Sebagai akademisi, dia aktif menulis penelitaian, beberapa di antaranya adalah Pertanggungjawaban Hukum Partai Politik yang Melakukan Tindak Pidana Korupsi (2017) dan Fungsi Koordinasi dan Supervisi KPK dalam Pemberantasan Korupsi (2013).
2. Bivitri Susanti
Bivitri Susanti akrab disapa Bibip merupakan dosen Hukum Tata Negara sekaligus Wakil Ketua I Sekolah Tinggi Hukum Indonesia Jentera. Dia sudah mengajar sejak perguruan tinggi itu berdiri yaitu pada 2015. Jabatan fungsional yang dia miliki adalah asisten ahli dengan status dosen tetap.Merangkum dari data PDDikti, sejak semester genap 2022 Bivitri juga mengajar mata kuliah Hukum Tata Negara di Universitas Katolik Indonesia Atma Jaya.
Bivitri menuntaskan pendidikan tingginya hingga jenjang master atau starata dua. Dia merupakan alumni sarjana Fakultas Hukum Universitas Indonesia, yang menuntaskan pendidikannya pada 1999.
Dia lalu melanjutkan pendidikannya ke Inggris dengan menuntut ilmu di University Of Warwick, dia mengambil Master Law in Development, tamat pada 2003.
Bivitri diketahui merupakan peneliti di Pusat Studi Hukum & Kebijakan Indonesia (PSHK). Dia juga aktif sebagai penggiat pembaruan hukum, anti korupsi, dan hak-hak konstitusi.
Bersama dengan sejumlah organisasi masyarakat dia juga aktif memberikan advokasi kepada masyarakat mengenai isu dan kebijakan di bidang hukum yang menjadi ranah studinya.
3. Feri Amsari
Feri Amsari lahir pada 2 Oktober 1980 di Padang, Sumatera Barat.

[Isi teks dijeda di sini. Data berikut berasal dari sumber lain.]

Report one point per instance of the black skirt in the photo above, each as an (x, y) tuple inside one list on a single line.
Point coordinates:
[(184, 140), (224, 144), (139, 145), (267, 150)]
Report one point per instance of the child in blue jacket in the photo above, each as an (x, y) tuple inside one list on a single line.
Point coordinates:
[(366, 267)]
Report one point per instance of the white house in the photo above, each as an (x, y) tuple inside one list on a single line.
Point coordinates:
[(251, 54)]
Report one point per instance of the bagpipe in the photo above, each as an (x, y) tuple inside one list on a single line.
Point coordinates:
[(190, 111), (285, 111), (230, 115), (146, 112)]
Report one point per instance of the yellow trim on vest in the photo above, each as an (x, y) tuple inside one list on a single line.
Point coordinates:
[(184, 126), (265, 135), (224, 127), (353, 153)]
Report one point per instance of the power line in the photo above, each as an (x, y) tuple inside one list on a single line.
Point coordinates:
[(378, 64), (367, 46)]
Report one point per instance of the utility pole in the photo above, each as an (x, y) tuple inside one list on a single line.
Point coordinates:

Dia merupakan dosen Universitas Andalas (Unand) yang telah menuntaskan pendidikan hingga jenjang magister.Feri meraih gelar sarjana (2004) dan magister (2006) Ilmu Hukum dari Unand, tempatnya mengabdi saat ini. Feri lalu kembali menempuh pendidikan master perbandingan hukum Amerika dan Asia di William and Mary Law School, Virginia.
Selain menjadi akademisi di Fakultas Hukum Unand, dia juga menjabat sebagai Direktur Pusat Studi Konstitusi (PUSaKO) Unand periode 2017 – 2023.

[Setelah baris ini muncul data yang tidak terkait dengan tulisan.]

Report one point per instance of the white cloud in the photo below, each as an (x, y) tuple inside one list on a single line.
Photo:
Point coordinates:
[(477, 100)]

Dia juga diketahui aktif menulis lewat sejumlah media cetak lokal maupun nasional. Sebagai ahli hukum tayay negara, dia pernag merilis sederet penelitian antara lain adalah Penanaman Modal yang berpihak kepada Masyarakat Adat dan Investor (2017), Konstitusionalitas Hak Asal-Usl Mayarakat Adat (2017), Putusan Hakim Terkait Sekte Agama (2010), hingga Sinergitas Ninik Mamak dan Aparat Kepolisian dalam Penyelesaian Konflik Hukum Pidana di Sumatera Barat (2015).